Alper Göbel

Personal information
- Date of birth: 11 October 1982 (age 43)
- Place of birth: Deventer, Netherlands
- Height: 1.77 m (5 ft 10 in)
- Position: Right-back

Senior career*
- Years: Team / Apps / (Gls)
- 2004–2008: Go Ahead Eagles / 112 / (3)
- 2008–2009: Den Bosch / 33 / (0)
- 2009: Göztepe / 0 / (0)
- 2010–2011: Spakenburg
- 2011–2012: SVZW / 20 / (0)
- 2012–2013: DETO / 7 / (0)
- Total:  / 172 / (3)

= Alper Göbel =

Dutch footballer

Alper Göbel (born 11 October 1982) is a Dutch retired footballer who played as a right-back.

==Career==
Göbel started his career with Dutch second division side Go Ahead Eagles, where he made 116 appearances and scored 3 goals and received interest from the Turkish top flight. On 17 December 2004, Göbel debuted for Go Ahead Eagles during a 2–2 draw with Sparta (Rotterdam). On 9 February 2007, scored his first goal for Go Ahead Eagles during a 4–0 win over FC Eindhoven. In 2009, Göbel signed for Göztepe in the Turkish third division, where he said, "I was sitting at the window and suddenly a boulder flew through the window, glass everywhere.

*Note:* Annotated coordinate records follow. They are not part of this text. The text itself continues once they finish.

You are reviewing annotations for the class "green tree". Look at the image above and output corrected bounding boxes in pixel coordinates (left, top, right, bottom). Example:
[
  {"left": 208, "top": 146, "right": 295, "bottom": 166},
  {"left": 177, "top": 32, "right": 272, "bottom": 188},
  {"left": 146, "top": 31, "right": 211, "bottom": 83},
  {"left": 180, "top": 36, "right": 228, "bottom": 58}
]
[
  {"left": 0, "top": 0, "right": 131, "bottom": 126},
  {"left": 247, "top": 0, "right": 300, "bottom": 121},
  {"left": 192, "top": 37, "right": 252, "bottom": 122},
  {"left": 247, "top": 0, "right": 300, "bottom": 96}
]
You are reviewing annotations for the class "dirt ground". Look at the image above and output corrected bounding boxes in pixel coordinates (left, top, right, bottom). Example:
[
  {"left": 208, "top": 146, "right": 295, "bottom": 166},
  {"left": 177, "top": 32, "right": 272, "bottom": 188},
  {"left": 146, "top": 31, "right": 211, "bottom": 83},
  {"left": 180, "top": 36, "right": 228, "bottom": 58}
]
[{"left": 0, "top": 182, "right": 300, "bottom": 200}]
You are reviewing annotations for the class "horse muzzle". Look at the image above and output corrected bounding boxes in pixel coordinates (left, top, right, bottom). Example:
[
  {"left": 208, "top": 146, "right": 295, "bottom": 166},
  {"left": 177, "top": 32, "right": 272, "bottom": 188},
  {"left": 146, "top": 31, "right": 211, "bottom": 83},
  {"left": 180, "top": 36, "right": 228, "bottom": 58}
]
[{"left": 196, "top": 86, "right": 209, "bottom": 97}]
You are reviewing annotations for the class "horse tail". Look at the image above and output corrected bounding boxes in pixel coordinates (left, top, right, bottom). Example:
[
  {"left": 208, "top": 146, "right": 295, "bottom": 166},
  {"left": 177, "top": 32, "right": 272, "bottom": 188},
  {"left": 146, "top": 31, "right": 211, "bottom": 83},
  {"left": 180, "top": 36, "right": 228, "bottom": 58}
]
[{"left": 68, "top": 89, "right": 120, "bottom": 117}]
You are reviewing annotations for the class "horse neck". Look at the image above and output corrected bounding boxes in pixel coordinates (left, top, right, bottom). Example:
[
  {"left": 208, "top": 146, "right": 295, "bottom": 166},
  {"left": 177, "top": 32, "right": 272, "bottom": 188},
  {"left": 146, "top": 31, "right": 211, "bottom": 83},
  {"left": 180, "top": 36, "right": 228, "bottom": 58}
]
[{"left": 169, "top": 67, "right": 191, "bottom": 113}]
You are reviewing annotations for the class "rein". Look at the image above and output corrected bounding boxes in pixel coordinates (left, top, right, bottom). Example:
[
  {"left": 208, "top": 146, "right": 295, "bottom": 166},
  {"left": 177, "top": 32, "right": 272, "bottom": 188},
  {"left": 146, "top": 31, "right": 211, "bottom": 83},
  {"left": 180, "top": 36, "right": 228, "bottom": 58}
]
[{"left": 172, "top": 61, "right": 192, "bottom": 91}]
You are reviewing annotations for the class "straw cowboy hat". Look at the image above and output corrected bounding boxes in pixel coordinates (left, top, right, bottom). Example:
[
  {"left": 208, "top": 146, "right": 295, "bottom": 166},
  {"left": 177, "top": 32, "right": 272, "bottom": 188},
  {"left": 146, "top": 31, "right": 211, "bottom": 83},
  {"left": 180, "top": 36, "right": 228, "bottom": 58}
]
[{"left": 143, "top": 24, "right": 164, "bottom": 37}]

We were pelted from all sides, while police also drove in front of and behind the bus. Moments later, an ax flew right through the window. Thanks to the driver, who kept driving, we made it out alive. There was much panic and much blood. I was sick of it. Our team manager got something in his eye and is now half blind. In Turkey that made the national news, because even for them this was exceptional." Before the second half of 2010–11, he signed for Dutch fourth division club Spakenburg.

He moved from SVZW to fellow amateurs DETO in 2012.